IV. LES CONSÉQUENCES D'UNE MISE EN OEUVRE ANTICIPÉE DU PROTOCOLE D'INTEGRATION DE L'ACQUIS DE SCHENGEN DANS L'UNION EUROPÉENNE

A. LA PROCÉDURE MISE EN OEUVRE

La présidence luxembourgeoise a sans délai engagé les travaux de réorganisation du troisième pilier du traité de Maastricht et d'incorporation des accords de Schengen dans le traité sur l'Union européenne . Cette hâte cadre mal avec une déclaration de l'acte final qui précise que les travaux préparatoires seront " entrepris en temps voulu de manière à être achevés avant la date d'entrée en vigueur du traité" .

Alors que le traité d'Amsterdam a été signé le 2 octobre 1997, le Conseil Affaires générales a été saisi par la présidence luxembourgeoise, dès le 6 octobre 1997 , sur la procédure ; le Conseil des ministres Justice et Affaires intérieures (JAI), réuni le 9 octobre, a accepté que ces travaux soient répartis entre plusieurs groupes de travail . Le 16 octobre 1997, le Comité des représentants permanents a institué le groupe de travail " Acquis de Schengen " qui aura pour tâche d'examiner les questions suivantes :

- la reprise de l'acquis de Schengen ;

- la ventilation de l'acquis entre premier et troisième piliers ;

- la détermination de l'acquis de Schengen auquel le Royaume-Uni et l'Irlande souhaitent participer.

Le Coreper a décidé que ce groupe se réunira, en principe deux fois par mois, sous la présidence de M. Guy Schleder, actuel président du Comité K4 et chef de la délégation luxembourgeoise au groupe central Schengen. Les quinze Etats membres font partie du groupe mais le Conseil, statuant à l'unanimité des treize Etats membres signataires des accords de Schengen, définit l'acquis à ventiler. Une fois l'acquis défini, il s'agira, dans une deuxième étape, de le ventiler entre le premier et le troisième pilier ; cette décision est prise par le Conseil (à quinze), statuant à l'unanimité.

Le Coreper a enfin décidé que, dans le contexte de la définition de l'acquis, il pourra être utile de pouvoir s'appuyer sur l'expérience de fonctionnaires de l'organisation Schengen, dont le secrétariat sera invité à assister à ces réunions. Un rapport sur l'état des travaux sera présenté au Coreper et au Conseil Affaires générales avant le 8 décembre 1997 .
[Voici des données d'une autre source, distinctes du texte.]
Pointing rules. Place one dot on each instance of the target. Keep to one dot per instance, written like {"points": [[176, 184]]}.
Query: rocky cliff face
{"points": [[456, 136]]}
B. LES CONSÉQUENCES DE LA SUBSTITUTION DES BASES JURIDIQUES

Dès le lendemain de la réunion du Comité des représentants permanents du 16 octobre 1997, la présidence luxembourgeoise a adressé le 17 octobre 1997 au groupe " acquis de Schengen " une note (4( * )) portant sur " la détermination, conformément aux dispositions pertinentes du traité d'Amsterdam, de la base juridique pour chacune des dispositions qui constituent l'acquis de Schengen ".

La note souligne que " le présent document contient les réflexions que la présidence a menées en étroite concertation avec la Commission sur la question de savoir comment le mandat du Conseil pourrait être rempli ", confirmant ainsi que, dès à présent, la Commission est très présente dans les travaux de substitution des bases juridiques de l'acquis de Schengen, avant même que le traité n'ait été ratifié.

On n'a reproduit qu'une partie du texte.